Cell Phone Shopping And The Tale Of The Really Old Javascript

Every so often, a friend of mine asks me why I don’t have a cell phone. I usually tell them how most cell phones cause feedback with my implant, either when I try to talk at them (feedback with the headset), or when placed near the processor (rare, but it recently happened with a Blackberry. Funnily enough, I could make calls with the Blackberry) and then the conversation moves on. Recently, however, a friend of mine came up with a solution (of sorts). He asked why I didn’t just get a phone and a text message plan. Then it doesn’t matter if I can’t make a call, I can still text people on the go.

Armed with this idea, I started to look around a bit. Shopping around on Telus, I stumbled upon the following while trying to add a service to my package.

Wow, interesting reccomended browsers.
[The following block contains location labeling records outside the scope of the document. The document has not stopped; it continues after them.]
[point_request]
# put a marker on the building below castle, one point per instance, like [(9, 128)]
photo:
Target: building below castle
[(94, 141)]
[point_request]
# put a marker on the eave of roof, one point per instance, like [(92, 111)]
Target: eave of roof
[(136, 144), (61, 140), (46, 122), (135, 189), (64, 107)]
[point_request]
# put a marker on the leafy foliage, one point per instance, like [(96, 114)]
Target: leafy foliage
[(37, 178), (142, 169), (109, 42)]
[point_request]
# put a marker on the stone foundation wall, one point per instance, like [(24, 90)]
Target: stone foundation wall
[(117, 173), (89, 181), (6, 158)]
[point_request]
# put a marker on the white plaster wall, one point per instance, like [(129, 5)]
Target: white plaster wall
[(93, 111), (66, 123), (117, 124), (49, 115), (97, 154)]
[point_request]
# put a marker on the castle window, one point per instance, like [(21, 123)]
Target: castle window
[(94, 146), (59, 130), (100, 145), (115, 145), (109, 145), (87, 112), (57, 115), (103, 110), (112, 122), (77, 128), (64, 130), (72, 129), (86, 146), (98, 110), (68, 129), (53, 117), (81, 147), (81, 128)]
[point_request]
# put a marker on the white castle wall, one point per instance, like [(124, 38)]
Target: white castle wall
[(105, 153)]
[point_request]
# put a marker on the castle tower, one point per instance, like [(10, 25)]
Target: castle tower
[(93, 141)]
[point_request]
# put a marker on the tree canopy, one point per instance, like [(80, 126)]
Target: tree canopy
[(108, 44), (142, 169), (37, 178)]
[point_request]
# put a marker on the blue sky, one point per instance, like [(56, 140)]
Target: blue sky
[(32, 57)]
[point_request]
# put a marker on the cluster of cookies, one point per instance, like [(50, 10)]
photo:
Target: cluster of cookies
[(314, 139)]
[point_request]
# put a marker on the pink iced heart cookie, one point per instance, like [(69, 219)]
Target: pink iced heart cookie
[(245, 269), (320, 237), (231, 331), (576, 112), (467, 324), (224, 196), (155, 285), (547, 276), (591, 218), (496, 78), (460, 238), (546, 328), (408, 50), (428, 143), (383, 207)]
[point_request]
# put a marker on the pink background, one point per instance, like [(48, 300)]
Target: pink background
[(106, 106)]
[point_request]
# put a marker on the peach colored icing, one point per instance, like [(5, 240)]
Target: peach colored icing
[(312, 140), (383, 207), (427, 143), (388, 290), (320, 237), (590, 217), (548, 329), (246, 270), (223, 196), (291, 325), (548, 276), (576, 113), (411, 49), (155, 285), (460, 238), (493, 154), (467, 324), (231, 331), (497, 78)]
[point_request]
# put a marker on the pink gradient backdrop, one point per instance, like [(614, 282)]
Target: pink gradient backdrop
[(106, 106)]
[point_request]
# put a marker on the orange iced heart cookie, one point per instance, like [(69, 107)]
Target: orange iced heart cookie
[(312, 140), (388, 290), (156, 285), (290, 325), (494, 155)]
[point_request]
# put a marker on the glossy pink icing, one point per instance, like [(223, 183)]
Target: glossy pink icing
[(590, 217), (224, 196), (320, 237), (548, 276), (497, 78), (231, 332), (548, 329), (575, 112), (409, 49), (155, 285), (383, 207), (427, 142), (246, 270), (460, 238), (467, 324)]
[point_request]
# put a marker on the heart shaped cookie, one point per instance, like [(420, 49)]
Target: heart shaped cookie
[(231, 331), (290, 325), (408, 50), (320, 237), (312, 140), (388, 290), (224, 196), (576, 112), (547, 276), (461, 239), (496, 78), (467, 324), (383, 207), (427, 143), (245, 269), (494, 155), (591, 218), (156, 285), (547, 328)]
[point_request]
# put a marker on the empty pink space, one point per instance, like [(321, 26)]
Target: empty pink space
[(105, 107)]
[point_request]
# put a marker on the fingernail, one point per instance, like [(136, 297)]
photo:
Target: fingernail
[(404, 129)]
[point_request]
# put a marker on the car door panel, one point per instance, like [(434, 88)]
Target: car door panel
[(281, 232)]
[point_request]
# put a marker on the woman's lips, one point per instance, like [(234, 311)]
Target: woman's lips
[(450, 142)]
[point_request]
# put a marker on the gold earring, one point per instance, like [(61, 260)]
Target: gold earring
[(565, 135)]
IE4? Netscape 4? AOL 4? Also, consider that Opera has had 128 bit encryption support since 3.0 (which I believe was before the year 2000), and Telus isn’t recognizing it. I wonder just how Telus is deciding if a browser supports 128 bit encryption. Seems to be a Javascript function….. (http://www.telusmobility.com/js/webapps.js) Hmmm…. looking at mytm_crosslinks (which is the function being called) it seems to check SSL compatibility based on browser version. And completely ignoring anything not IE or Netscape.

Well, I guess at least they are descriminating against all alternative browsers equally… though I wonder why they decided to write their own browser checking function (complete with redundant checks) rather than…. use one of the wildly available ones. Actually, given that they reccomend IE/Netscape 4, I wonder just how old this function is anyway, and why they are still using it.